COS7 cells were grown for 20 h in the presence of 0.2 mCi of [3H]photoCH complexed with β-methylcyclodextrin or for 2 h in the presence of 0.2 mCi of an ethanolic solution of [3H]photo-25OH. The cells were then washed extensively with PBS, UV-irradiated as above, and lipids were extracted with chloroform–methanol according to the Bligh–Dyer procedure. Different lipid species were separated by TLC . The TLC plates were sprayed with scintillant and exposed to MP films. Signals were quantified using Image Gauge Version 3.3 from Fuji Photo Film Co, Ltd.

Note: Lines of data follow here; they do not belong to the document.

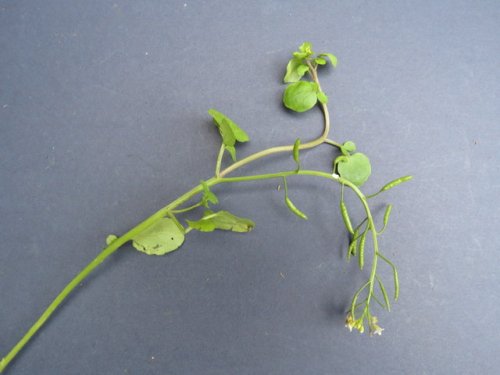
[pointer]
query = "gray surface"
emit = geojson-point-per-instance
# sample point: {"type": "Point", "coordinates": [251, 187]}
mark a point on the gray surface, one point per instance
{"type": "Point", "coordinates": [103, 120]}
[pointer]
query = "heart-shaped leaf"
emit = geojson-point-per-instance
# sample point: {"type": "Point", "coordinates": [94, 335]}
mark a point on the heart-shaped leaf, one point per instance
{"type": "Point", "coordinates": [300, 96]}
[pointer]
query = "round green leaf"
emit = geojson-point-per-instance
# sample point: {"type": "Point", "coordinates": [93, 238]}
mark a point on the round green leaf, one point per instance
{"type": "Point", "coordinates": [300, 96]}
{"type": "Point", "coordinates": [355, 168]}
{"type": "Point", "coordinates": [160, 238]}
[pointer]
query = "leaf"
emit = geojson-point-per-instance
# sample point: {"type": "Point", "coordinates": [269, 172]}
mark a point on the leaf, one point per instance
{"type": "Point", "coordinates": [356, 168]}
{"type": "Point", "coordinates": [305, 51]}
{"type": "Point", "coordinates": [110, 238]}
{"type": "Point", "coordinates": [348, 148]}
{"type": "Point", "coordinates": [333, 58]}
{"type": "Point", "coordinates": [223, 220]}
{"type": "Point", "coordinates": [296, 149]}
{"type": "Point", "coordinates": [232, 151]}
{"type": "Point", "coordinates": [294, 209]}
{"type": "Point", "coordinates": [208, 196]}
{"type": "Point", "coordinates": [295, 70]}
{"type": "Point", "coordinates": [160, 238]}
{"type": "Point", "coordinates": [396, 182]}
{"type": "Point", "coordinates": [300, 96]}
{"type": "Point", "coordinates": [228, 128]}
{"type": "Point", "coordinates": [322, 97]}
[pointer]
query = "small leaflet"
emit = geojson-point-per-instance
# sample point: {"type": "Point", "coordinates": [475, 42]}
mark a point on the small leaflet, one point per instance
{"type": "Point", "coordinates": [356, 168]}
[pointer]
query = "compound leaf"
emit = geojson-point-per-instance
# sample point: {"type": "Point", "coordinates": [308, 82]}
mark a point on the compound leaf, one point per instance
{"type": "Point", "coordinates": [300, 96]}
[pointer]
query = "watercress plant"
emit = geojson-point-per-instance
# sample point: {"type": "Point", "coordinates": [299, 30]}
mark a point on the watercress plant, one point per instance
{"type": "Point", "coordinates": [166, 230]}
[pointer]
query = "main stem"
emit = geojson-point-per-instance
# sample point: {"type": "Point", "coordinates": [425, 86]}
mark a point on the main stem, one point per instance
{"type": "Point", "coordinates": [218, 178]}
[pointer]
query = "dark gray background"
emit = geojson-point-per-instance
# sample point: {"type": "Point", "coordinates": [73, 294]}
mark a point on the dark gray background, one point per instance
{"type": "Point", "coordinates": [103, 120]}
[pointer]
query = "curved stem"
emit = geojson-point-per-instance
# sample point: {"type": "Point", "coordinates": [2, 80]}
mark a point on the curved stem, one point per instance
{"type": "Point", "coordinates": [218, 178]}
{"type": "Point", "coordinates": [110, 249]}
{"type": "Point", "coordinates": [288, 148]}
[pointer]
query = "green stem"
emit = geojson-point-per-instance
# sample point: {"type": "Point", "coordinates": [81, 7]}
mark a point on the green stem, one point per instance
{"type": "Point", "coordinates": [115, 245]}
{"type": "Point", "coordinates": [219, 160]}
{"type": "Point", "coordinates": [288, 148]}
{"type": "Point", "coordinates": [218, 178]}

COS7 cells were grown to subconfluence on 6 cm2 dishes and transfected with OSBP/ORP expression plasmids as indicated in the Figure legends. [3H]Photo-25OH (0.2 mCi of 20 Ci/mmol as ethanol solution) or [3H]photoCH (0.2 mCi of 20 Ci/mmol solution complexed with β-methylcyclodextrin) was added 22 or 4 h after transfection respectively. Ethanol (0.5%, v/v) in the medium was never exceeded. At 24 h after transfection cells were washed with ice-cold PBS and irradiated for 3 min using a 200 W high-pressure mercury lamp (Oriel Photomax, Stratford, CT, U.S.A.). Afterwards, cells were lysed with ice-cold lysis buffer (20 mM Hepes, pH 7.4, 100 mM NaCl, 5 mM EDTA, 1% Triton X-100 and 0.5% sodium deoxycholate) containing 0.5 mM PMSF and a protease inhibitor cocktail (Complete™ tablets; Roche, Mannheim, Germany). Cell lysates were incubated on a rotating wheel for 10 min at 4 °C followed by centrifugation at 15700 g for 10 min at 4 °C. The supernatant was incubated for 3 h with monoclonal anti-Xpress antibody (Invitrogen) followed by incubation with Protein G–Sepharose beads for 16 h. Beads were washed four times with 20 mM Hepes (pH 7.25) and 0.5% CHAPS and once with 100 mM Tris/HCl (pH 8.3), 150 mM NaCl, 2 mM EDTA, 0.1% (w/v) SDS, 0.5% (w/v) Nonidet P40 and 0.5% (w/v) sodium deoxycholate. After washing, the proteins were eluted from the beads using reducing Laemmli sample buffer. While 1/10 of each sample was used to control for expression levels by SDS/PAGE/Western blotting, 9/10 was resolved on SDS/5–12% PAGE gels, which were processed for fluorography.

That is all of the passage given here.